### PIB CoPilot
PIBs are also used to create a pitchbook by assessing a company's strategy, competitive positioning, review of financial statements, industry dynamics, and trends within the industry. 

- News releases: News articles that may affect a company's stock price or growth prospect would be something that analysts look into, particularly within a 6-12 month time horizon.
- SEC filings: These regulatory documents require a company to file Form 10-K and Form 10-Q with the SEC on an ongoing basis. Form 10-K is a financial overview and commentary for the last year, usually found on the company's website. Form 10-Q is similar to form 10-K, but it is a report for the last quarter instead of the previous year.
- Equity research reports: Look into key forecasts for metrics like Revenue, EBITDA, and EPS for the company or competing firms to form a consensus estimate. 
- Investor Presentations: Companies provide historical information as an important foundation from which forecasts are made to guide key forecasting drivers. 
- Press Release: Can be found in the investor relations section of most companies' websites and contains the financial statements which are used in forms 10-K and 10-Q. 
- Conference calls: The same day a company issues its quarterly press release, it will also hold a conference call. On the call, analysts often learn details about management guidance.

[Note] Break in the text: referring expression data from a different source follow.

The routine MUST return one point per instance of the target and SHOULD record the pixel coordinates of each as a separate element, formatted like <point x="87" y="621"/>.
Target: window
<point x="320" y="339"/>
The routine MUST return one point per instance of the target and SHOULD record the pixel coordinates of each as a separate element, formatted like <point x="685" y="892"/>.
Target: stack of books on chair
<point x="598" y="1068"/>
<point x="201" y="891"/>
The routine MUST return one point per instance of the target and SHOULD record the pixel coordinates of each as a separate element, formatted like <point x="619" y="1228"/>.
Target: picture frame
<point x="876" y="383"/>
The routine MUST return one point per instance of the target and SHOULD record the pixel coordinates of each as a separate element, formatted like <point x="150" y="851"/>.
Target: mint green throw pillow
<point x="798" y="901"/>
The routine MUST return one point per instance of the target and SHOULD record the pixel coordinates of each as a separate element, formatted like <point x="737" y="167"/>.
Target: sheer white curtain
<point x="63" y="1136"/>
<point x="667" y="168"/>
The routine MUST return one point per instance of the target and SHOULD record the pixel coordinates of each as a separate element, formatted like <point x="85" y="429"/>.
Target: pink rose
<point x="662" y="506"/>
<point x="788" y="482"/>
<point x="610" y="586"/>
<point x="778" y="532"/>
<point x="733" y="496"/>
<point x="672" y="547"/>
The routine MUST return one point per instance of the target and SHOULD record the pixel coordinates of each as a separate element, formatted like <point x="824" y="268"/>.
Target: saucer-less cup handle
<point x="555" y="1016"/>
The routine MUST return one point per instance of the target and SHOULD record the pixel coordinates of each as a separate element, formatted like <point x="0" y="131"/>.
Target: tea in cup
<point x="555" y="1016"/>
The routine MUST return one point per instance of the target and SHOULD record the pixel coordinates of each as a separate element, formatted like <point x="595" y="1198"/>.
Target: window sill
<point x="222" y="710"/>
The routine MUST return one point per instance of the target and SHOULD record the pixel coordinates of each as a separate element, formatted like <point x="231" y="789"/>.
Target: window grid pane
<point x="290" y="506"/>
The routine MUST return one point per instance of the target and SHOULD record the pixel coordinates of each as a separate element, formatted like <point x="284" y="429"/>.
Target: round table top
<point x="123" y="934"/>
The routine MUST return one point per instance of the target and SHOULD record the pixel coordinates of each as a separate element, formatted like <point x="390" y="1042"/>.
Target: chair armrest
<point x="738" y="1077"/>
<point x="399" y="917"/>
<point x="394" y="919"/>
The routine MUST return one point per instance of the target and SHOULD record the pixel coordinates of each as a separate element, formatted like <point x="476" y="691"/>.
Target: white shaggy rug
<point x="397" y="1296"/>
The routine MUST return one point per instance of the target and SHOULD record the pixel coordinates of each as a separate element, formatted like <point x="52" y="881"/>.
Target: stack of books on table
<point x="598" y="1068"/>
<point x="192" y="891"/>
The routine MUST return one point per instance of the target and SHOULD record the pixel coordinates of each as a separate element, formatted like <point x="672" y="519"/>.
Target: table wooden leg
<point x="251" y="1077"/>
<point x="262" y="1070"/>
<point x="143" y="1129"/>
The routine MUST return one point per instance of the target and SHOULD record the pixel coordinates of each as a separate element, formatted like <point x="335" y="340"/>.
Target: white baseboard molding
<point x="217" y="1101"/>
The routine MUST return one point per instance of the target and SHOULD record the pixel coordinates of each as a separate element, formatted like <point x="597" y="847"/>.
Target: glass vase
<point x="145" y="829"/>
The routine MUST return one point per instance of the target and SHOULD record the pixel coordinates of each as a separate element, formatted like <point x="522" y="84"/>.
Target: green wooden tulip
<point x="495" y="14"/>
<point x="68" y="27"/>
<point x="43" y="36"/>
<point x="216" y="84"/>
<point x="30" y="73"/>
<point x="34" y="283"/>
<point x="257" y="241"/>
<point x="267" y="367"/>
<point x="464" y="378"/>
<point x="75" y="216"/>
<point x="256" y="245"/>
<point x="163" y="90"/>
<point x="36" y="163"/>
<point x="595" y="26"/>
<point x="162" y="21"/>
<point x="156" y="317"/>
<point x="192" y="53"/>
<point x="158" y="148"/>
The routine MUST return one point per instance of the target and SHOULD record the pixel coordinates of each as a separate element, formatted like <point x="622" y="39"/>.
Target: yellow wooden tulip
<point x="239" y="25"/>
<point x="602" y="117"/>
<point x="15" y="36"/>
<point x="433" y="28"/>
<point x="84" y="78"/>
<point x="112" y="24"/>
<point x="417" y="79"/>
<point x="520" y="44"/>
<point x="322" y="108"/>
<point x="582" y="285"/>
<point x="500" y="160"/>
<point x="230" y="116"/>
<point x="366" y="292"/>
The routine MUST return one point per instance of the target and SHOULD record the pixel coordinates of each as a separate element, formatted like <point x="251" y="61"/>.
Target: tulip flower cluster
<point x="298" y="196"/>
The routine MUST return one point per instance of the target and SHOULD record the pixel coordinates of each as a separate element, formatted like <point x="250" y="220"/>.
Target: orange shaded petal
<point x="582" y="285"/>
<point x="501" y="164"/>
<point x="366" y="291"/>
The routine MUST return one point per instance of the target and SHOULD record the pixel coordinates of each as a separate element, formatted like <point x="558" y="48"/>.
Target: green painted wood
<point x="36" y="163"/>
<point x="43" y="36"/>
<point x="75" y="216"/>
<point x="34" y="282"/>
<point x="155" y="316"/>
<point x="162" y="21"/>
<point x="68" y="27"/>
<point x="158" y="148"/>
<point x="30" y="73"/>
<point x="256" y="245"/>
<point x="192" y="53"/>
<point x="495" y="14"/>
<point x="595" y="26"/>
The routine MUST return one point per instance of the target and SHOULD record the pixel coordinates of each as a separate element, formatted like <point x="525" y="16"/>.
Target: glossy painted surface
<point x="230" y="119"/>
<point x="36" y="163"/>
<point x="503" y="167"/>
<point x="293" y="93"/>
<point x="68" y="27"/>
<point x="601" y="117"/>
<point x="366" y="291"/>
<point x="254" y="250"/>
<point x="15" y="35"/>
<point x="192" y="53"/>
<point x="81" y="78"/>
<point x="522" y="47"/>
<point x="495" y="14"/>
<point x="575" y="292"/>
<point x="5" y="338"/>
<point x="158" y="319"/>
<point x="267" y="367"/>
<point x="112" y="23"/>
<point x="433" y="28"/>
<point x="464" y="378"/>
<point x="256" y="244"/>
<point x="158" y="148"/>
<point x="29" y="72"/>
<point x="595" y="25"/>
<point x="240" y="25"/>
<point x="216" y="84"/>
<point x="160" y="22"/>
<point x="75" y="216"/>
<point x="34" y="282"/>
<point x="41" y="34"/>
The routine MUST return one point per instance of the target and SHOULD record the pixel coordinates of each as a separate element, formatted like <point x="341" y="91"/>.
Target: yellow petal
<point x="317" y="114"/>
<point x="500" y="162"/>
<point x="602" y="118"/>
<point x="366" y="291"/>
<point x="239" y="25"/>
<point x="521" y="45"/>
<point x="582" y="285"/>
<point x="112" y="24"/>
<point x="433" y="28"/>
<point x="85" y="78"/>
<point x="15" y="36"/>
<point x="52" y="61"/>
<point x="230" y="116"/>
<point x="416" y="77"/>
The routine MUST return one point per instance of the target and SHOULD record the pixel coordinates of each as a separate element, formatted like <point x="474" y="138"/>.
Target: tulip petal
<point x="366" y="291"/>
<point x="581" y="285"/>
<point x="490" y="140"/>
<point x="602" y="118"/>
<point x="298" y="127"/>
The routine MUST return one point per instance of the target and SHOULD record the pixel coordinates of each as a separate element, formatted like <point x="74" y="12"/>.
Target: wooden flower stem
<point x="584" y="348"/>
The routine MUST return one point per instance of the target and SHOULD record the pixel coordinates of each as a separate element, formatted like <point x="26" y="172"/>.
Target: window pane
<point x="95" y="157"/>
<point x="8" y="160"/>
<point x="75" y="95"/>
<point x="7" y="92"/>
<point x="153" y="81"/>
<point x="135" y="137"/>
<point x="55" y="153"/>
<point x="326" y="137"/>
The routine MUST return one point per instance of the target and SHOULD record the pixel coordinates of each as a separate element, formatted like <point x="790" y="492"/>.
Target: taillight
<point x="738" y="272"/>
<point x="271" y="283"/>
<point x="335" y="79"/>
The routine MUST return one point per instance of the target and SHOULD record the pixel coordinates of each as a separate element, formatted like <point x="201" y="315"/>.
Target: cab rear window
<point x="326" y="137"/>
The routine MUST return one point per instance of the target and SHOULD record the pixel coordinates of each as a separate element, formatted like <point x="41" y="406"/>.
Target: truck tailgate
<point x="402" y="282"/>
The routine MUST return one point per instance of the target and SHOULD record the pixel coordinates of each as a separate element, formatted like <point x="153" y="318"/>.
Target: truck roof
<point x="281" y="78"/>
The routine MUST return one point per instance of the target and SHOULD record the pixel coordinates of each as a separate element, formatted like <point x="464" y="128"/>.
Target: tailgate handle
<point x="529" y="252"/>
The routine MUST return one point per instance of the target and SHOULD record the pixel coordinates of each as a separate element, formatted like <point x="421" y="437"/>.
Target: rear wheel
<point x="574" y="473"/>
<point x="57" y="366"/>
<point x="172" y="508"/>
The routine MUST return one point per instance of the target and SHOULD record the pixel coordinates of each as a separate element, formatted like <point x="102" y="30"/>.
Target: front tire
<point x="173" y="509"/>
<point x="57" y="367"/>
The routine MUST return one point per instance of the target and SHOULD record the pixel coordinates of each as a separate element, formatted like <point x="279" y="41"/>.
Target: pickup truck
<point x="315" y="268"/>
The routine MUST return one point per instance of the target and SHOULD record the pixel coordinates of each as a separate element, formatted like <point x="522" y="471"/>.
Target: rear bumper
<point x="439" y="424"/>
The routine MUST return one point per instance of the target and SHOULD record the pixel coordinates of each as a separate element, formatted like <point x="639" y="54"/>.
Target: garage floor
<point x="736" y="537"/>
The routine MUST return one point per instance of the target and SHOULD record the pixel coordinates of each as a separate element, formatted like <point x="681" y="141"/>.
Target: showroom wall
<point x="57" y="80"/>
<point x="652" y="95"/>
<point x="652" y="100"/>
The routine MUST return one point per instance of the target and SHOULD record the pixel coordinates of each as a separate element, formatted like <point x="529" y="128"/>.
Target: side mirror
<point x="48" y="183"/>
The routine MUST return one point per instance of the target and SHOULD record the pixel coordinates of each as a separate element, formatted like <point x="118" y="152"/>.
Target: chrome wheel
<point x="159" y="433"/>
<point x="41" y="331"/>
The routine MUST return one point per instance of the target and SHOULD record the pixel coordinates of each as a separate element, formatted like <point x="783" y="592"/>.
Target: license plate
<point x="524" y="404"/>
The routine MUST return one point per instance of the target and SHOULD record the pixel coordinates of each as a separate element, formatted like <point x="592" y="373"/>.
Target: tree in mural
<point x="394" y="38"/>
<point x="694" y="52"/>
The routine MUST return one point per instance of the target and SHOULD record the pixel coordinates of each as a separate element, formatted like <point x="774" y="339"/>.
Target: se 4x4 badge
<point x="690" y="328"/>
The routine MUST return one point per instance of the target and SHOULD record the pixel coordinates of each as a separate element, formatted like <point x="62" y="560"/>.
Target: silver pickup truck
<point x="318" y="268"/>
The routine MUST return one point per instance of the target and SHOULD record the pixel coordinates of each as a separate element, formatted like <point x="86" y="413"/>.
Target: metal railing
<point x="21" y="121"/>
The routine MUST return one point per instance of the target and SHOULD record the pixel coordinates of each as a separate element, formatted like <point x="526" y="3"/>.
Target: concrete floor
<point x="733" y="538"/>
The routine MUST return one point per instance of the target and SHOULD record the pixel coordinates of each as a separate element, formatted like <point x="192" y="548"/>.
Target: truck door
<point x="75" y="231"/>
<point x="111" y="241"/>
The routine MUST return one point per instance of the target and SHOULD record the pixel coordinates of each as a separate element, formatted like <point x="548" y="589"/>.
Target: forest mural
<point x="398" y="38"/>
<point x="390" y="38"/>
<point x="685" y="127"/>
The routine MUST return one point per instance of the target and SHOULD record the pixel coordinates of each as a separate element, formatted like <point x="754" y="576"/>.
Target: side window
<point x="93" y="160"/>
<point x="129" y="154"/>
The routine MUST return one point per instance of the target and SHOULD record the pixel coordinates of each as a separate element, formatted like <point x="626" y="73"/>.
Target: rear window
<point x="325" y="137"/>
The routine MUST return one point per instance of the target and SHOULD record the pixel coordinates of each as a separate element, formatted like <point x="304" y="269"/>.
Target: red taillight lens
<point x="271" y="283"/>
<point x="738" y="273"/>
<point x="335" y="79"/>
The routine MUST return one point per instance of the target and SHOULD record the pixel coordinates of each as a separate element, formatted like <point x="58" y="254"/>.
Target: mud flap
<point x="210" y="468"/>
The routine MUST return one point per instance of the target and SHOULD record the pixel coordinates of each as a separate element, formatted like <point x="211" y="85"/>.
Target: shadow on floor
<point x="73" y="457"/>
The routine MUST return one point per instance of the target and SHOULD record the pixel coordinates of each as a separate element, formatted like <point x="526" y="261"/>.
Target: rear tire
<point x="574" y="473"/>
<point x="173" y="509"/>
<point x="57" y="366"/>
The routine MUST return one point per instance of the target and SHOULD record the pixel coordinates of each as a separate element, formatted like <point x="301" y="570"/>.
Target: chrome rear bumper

These conference calls are transcribed by several service providers and can be accessed by subscribers of large financial data providers.

In [1]:
import os  
import json  
import openai
from Utilities.envVars import *

# Set Search Service endpoint, index name, and API key from environment variables
indexName = SearchIndex

# Set OpenAI API key and endpoint
openai.api_type = "azure"
openai.api_version = OpenAiVersion
openai_api_key = OpenAiKey
assert openai_api_key, "ERROR: Azure OpenAI Key is missing"
openai.api_key = openai_api_key
openAiEndPoint = f"https://{OpenAiService}.openai.azure.com"
assert openAiEndPoint, "ERROR: Azure OpenAI Endpoint is missing"
assert "openai.azure.com" in openAiEndPoint.lower(), "ERROR: Azure OpenAI Endpoint should be in the form: \n\n\t<your unique endpoint identifier>.openai.azure.com"
openai.api_base = openAiEndPoint
davincimodel = OpenAiDavinci


In [2]:
import typing
from Utilities.fmp import *
apikey = FmpKey
symbol: str = "AAPL"
symbols: typing.List[str] = ["AAPL", "CSCO", "QQQQ"]
exchange: str = "NYSE"
exchanges: typing.List[str] = ["NYSE", "NASDAQ"]
query: str = "AA"
limit: int = 3
period: str = "quarter"
download: bool = True
filing_type: str = "10-K"

In [3]:
from datetime import datetime
from pytz import timezone
from dateutil.relativedelta import relativedelta
from datetime import timedelta
from Utilities.cogSearch import createEarningCallIndex, indexDocs, createPressReleaseIndex, createStockNewsIndex

central = timezone('US/Central')
today = datetime.now(central)
currentYear = today.year
historicalDate = today - relativedelta(years=3)
historicalYear = historicalDate.year
historicalDate = historicalDate.strftime("%Y-%m-%d")
totalYears = currentYear - historicalYear

#### Process the SEC Filings that are stored in JSON Format

In [31]:
from Utilities.azureBlob import upsertMetadata, getBlob, getAllBlobs

def GetAllFiles():
    # Get all files in the container from Azure Blob Storage
    # Create the BlobServiceClient object
    blobList = getAllBlobs(OpenAiDocConnStr, SecDocContainer)
    files = []
    for file in blobList:
        if (file.metadata == None):
            files.append({
            "filename" : file.name,
            "embedded": "false",
            })
        else:
            files.append({
                "filename" : file.name,
                "embedded": file.metadata["embedded"] if "embedded" in file.metadata else "false",
                })
    print(f"Found {len(files)} files in the container")
    return files

In [32]:
filesData = GetAllFiles()
filesData = list(filter(lambda x : x['embedded'] == "false", filesData))
filesData = list(map(lambda x: {'filename': x['filename']}, filesData))
print(f"Found {len(filesData)} files to embed")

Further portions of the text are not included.